If you have kids in tow, take them on an interesting outing to the remote north-western part of the island for lunch at Bollywood Veggies (bollywoodveggies.com), which is a farm and fruit orchard. They have guided tours around the farm and cooking classes but if you just want to relax, head towards their Poison Ivy bistro to try their homegrown veggies and farm fresh produce. Nearby is the Sungei Buloh Wetland Reserve (www.nparks.gov.sg) where you can experience a real mangrove swamp ecosystem without getting your feet muddy. Rare migratory birds, monitor lizards and other animals are common sightings.
Back in the city, you can check out Singapore’s coffee culture which is quietly brewing along Yong Siak Street, located in the old but trendy residential suburb of Tiong Bahru. Forty Hands (40handscoffee.com) cafe would be a good starting point.
Before you fly out of Singapore, allocate some time to explore the award-winning Changi Airport. The latest attraction at the airport is Jewel, a complex with over 280 retail and F&B outlets, a hotel, the world’s tallest indoor waterfall and a four-storey indoor forest. Jewel is accessible from terminals 1, 2 and 3. You should also check out the latest Terminal 4 which houses Food Emporium, a food court featuring comfort foods that most Singaporeans are familiar with, from banana leaf curry rice and Nyonya dishes to meepok noodles and Katong laksa.
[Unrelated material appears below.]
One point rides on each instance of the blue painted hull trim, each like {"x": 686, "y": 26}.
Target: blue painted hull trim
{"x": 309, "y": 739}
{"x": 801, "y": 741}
Another attraction you should not miss at T4 is the nostalgic six-minute “Peranakan Love Story” at the Heritage Zone, an immersive 3D audio-video show which depicts families living in a block of heritage shophouses.
TIPS FOR TRAVELLERS
One could fly into Singapore’s Changi Airport via numerous airlines including Malaysia Airlines, Jetstar, Singapore Airlines, AirAsia, SilkAir, Malindo Air, Scoot, Air Mauritius and Ethiopian Airlines.
Do note that it can get very hot and humid during the day, so plan all your outdoor activities either early in the morning or at the later part of the afternoon. Bring your passport along when you do your shopping. As a tourist, you are entitled to claim a refund on the 7% Goods and Services Tax (GST) if you make a purchase of more than S$100 at participating shops. Your claim can be made at the airport before you leave the country.